Home Equity Lending News

Autonomous Home Equity Wholesaler Eyes Correspondent

By SAM GARCIA

 

A wholesale lender that provides an autonomous home-equity process for home lenders that are pivoting from refinances has its eye on the correspondent channel.

NFTYDoor LLC reportedly provides a plug-and-play home-equity platform that is autonomous for its clients. The digital platform enables loan originators to close more home-equity transactions with less work.

In an August 2022 launch announcement, the McLean, Virginia-based company said, “NFTYDoor is a proprietary digital end-to-end platform that leverages artificial intelligence to automate underwriting, closing, funding, and servicing. These innovations are regulatory compliant and reduce origination time and costs.”

Its website promotes home-equity loans and home-equity lines of credit that require only one-minute applications.
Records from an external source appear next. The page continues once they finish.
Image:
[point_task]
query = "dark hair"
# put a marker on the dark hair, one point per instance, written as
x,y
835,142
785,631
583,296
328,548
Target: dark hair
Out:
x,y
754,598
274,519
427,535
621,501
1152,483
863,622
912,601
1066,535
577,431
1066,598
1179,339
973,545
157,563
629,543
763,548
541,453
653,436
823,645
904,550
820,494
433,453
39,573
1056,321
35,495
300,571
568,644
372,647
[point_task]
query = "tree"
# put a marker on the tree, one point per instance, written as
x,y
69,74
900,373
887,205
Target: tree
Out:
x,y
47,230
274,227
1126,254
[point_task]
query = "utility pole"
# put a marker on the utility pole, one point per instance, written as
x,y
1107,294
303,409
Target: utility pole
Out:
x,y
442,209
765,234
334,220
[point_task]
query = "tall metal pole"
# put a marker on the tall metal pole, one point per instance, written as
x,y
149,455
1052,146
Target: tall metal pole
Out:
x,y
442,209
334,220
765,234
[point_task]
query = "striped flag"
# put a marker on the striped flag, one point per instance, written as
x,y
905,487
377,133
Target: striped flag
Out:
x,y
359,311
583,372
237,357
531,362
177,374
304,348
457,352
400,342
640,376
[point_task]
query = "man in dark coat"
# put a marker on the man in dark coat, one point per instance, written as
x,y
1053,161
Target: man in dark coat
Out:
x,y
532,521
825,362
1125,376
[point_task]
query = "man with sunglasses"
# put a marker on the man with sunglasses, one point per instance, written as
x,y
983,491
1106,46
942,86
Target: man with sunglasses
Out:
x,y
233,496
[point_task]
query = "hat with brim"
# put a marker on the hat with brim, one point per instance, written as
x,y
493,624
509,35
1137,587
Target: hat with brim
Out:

Pre-qualifications are “instant,” and loans are closed “in as little as three days” on investor-owned houses. Loan amounts range from $25,000 to $250,000. The fixed-rate loan terms are 25 years.

Mark Schacknies, CEO, NFTYDoor

Their typical customer is an independent mortgage banking firm where refinances had accounted for 60 percent of their originations that is looking for alternative products, NFTYDoor CEO Mark Schacknies said in an interview. The LO sends the prospective borrower a link to a branded application with nine simple questions. The application is then verified through NFTYDoor’s automated process.

While the company has a retail channel, it is a small segment of the operation.

“Our whole business model is B2B,” Schacknies said. “So, we are basically creating a turnkey solution for other lenders so that they have a plug-and-play solution to be able to offer home-equity loan right now.”

He said that since their launch, they have signed up 22 new clients. While the company is currently only licensed in Florida, Illinois, Maryland, Virginia and Washington, D.C., it is quickly expanding its licensing in response to customers who are pressing it to be licensed in all 50 states.

“We think there is a multi-year, very interesting … opportunity in front of us,” Schacknies said.

With the wholesale model, loans are originated in the name of NFTYDoor. There are plans, however, to add a correspondent channel so the companies can close in their own name and utilize there own capital markets network or portfolio if they choose. Opening a correspondent business would enable NFTYDoor to avoid licensing issues and immediately expand business to all 50 states.

About half of its loans make it through the process with very little human involvement. It is when human involvement is needed that NFTYDoor staff jump into action.

“The only way you’re going to get back to the go-go years is through volume,” he concluded. “And for volume, you need automation.”

There are 22 people working in support of the company, including six full-time employees.

Schacknies said that last year’s volatile capital markets saw rates increase faster than ever, the bond market deteriorate to its worst level ever, and a liquidity crunch emerge. Even today, the markets remain “choppy.”

Credit unions, he explained, had been accumulating home-equity assets at below-market rates. Now that their deposits are diminishing and they need to sell, the weighted-average coupon on their portfolio would require a substantial discount to sell.

NFTYDoor is able to mitigate capital markets turmoil thanks to an in-house partnership with an asset manager that solely focuses on residential mortgage-backed securities.

“They kind of provide a bit of an insulation to the direct  capital markets in the sense that they are our first investor as well as, effectively, our risk retention partner,” Schacknies explained. “If the waves are too choppy, they can hold it on their books.”

NFTYDoor hasn’t yet reached the scale needed for securitization, and their loans are sold in direct pool sales to direct buyers.